Eine mögliche Lösung bestünde im Bau und Betrieb von Brunnen, um lokal das Grundwasser auf Dauer abzusenken. Für die Ortslage Dormagen-Gohr wurde vom Erftverband im Auftrage des Rhein-Kreises Neuss bereits im Jahre 2003 eine solche „hydraulische Lösung“ entwickelt. Deren Kosten wurden von einem Ingenieurbüro mit 5,24 Mio. Euro für den Invest und 1,06 Mio. Euro für den Betrieb ermittelt.

Zum Schutz der nahe gelegenen Trinkwassergewinnung muss allerdings ein Teil des in der Ortslage geförderten Grundwassers wieder versickert werden. Die obige Kostenermittlung sieht dabei keine möglicherweise erforderliche Nitratreduzierung vor Wiedereinleitung vor. Eine solche würde nach Einschätzung des Gutachters die Maßnahme „im höchsten Maße unwirtschaftlich“ machen. In einem aufwendigen Abstimmungsprozess mit allen Wasserbehörden und dem Wasserwerksbetreiber konnte Akzeptanz dahingehend entwickelt werden, eine Überschreitung des Einleitgrenzwertes für Nitrat hinzunehmen, wenn an alternativen Einleitstellen eine ähnlich hohe Belastung vorliegt. Solche alternative Einleitstellen wurden anschließend vom Erftverband im Auftrage des Rhein-Kreises Neuss ermittelt. Wegen des erst nach Bergbauende allmähliche abklingenden Bergbaueinflusses und der hohen Kosten wird diese „große Lösung“ z. Zt. allerdings nicht verfolgt.

Um aber trotzdem eine Perspektive für die betroffenen Grundstücke zu entwickeln, wurde analog zu anderen betroffenen Gebieten, z. B. im Raum Korschenbroich, eine sogenannte „Kappungslösung“ entwickelt. Dabei wird über lokale Brunnen Grundwasser bei besonders hohen Wasserständen abgepumpt und damit diese Spitzen „gekappt“. Hierdurch kann für einen Übergangszeitraum mit halbiertem Bergbaueinfluss (derzeit 2 bis 3 Meter; etwa bis 2050 Halbierung) 53% der Betroffenen geholfen werden. Ohne Bergbaueinfluss würde eine Kappung der Grundwasserspitzen nur 8% der Häuser helfen.

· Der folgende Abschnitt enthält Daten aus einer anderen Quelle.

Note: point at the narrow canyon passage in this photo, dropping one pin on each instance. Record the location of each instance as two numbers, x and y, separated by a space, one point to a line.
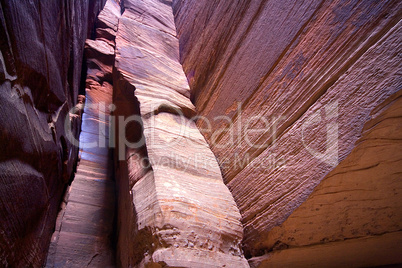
84 229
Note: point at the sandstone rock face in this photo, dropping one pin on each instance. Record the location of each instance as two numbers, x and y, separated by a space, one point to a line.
174 209
355 208
284 90
40 71
84 233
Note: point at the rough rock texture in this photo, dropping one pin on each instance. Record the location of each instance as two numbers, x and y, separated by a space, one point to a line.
84 235
182 214
297 82
359 198
41 45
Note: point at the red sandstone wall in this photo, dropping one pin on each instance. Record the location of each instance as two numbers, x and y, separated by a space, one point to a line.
41 46
298 82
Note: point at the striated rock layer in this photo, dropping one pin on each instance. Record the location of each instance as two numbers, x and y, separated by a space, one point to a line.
84 235
353 217
174 209
284 90
41 45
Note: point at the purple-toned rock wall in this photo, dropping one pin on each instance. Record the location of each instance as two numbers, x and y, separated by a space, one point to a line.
41 45
285 91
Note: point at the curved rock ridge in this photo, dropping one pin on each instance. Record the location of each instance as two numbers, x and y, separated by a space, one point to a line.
180 213
287 87
41 51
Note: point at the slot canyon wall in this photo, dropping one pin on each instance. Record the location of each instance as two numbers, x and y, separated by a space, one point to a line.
300 101
41 45
174 209
245 133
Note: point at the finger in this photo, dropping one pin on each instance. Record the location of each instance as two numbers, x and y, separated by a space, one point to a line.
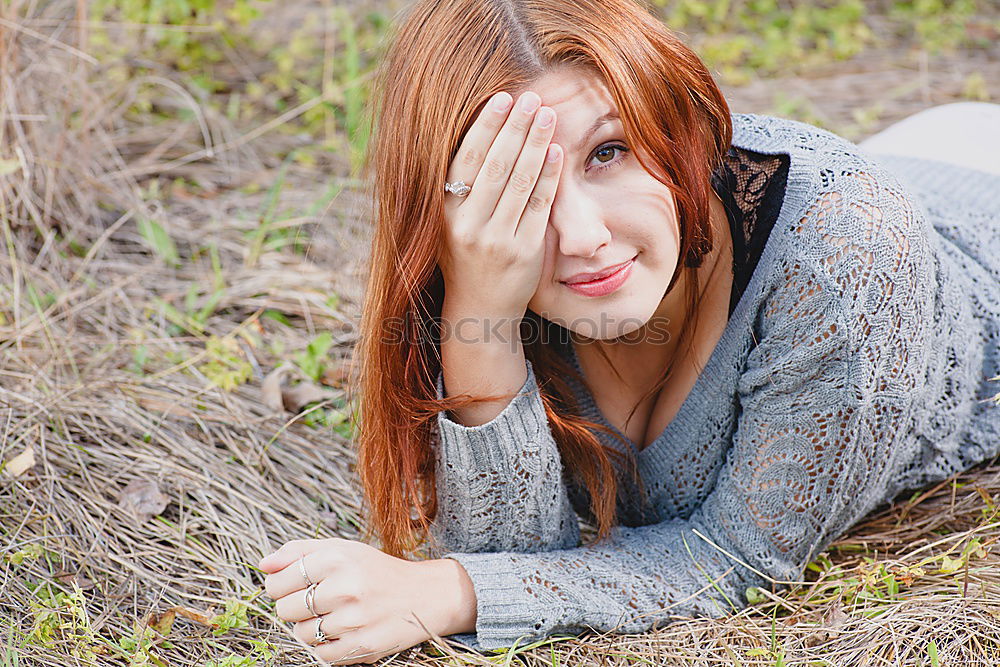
292 607
477 140
491 179
538 208
306 629
354 650
526 171
288 554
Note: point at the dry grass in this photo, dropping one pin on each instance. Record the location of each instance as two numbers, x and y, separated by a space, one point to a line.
81 293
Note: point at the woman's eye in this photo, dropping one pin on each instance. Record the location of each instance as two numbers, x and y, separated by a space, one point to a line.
605 156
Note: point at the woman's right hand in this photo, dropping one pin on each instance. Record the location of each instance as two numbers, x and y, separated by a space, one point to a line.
494 237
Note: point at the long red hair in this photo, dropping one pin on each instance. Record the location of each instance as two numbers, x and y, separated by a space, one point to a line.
446 58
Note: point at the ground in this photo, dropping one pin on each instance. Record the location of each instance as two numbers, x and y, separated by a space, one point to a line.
181 216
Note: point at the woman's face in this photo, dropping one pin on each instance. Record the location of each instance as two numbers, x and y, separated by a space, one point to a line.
607 211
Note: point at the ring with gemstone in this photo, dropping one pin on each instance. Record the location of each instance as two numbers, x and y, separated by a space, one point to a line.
458 188
320 636
302 569
311 599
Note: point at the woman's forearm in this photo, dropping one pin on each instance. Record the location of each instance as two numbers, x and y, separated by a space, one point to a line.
480 355
450 585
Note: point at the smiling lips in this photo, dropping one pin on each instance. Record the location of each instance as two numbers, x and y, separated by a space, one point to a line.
603 282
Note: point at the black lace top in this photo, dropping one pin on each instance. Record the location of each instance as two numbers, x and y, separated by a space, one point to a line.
751 186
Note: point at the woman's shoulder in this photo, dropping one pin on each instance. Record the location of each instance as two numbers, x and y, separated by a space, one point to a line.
845 219
834 188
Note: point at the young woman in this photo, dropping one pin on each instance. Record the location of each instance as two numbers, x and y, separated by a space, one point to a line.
722 339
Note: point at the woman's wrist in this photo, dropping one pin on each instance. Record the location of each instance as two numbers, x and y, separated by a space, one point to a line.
451 586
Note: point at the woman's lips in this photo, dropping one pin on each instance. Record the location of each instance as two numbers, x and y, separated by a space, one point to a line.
605 285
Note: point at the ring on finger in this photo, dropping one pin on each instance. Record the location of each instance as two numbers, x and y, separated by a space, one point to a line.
458 188
311 599
319 635
302 569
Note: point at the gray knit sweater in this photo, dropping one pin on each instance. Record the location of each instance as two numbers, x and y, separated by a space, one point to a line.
855 365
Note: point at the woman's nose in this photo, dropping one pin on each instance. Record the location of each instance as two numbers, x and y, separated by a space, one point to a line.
580 227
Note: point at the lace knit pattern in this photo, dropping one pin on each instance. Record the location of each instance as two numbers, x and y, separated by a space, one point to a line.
855 365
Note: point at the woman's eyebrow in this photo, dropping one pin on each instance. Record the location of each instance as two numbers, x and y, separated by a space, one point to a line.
608 116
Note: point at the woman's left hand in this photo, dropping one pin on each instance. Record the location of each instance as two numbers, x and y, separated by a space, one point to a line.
366 598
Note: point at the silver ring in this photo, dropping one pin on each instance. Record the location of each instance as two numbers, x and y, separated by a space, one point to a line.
319 636
311 599
458 188
302 569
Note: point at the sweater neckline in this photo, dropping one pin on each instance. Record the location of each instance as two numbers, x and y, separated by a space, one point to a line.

Mehr als 120 Betroffene in Gohr haben sich für eine Lösung nach dem Gohrer Kappungsmodell entschieden und entsprechende Verträge mit der Stadt Dormagen geschlossen. Das für Gohr entwickelte 3-Brunnen-Kappungsmodell unterstützt der Rhein-Kreis Neuss in freiwilliger Selbstverpflichtung mit 10 % der Investitionskosten. Die Stadt Dormagen beteiligt sich mit 20 % an den Investitionskosten, die restlichen 70 % tragen die Bürgerinnen und Bürger. Die Betriebskosten tragen die Stadt zu 20 % und die Bürger zu 80 %.

Die Umsetzung des Kappungsmodells Gohr ist erst bei Erreichen bzw. Überschreitung definierter Grundwasserstände über einen bestimmten Zeitraum an der Grundwassermessstelle Gohrer Graben erforderlich. Es ist vorgesehen, dass der Erftverband in Abstimmung mit der Stadt Dormagen die drei geplanten Brunnen zur Kappung von Grundwasserspitzen für zunächst zehn Jahre betreibt.
Die aktuellen Grundwasserstände werden monatlich durch den Erftverband ermittelt und können über die oen angeführten Links eingesehen werden.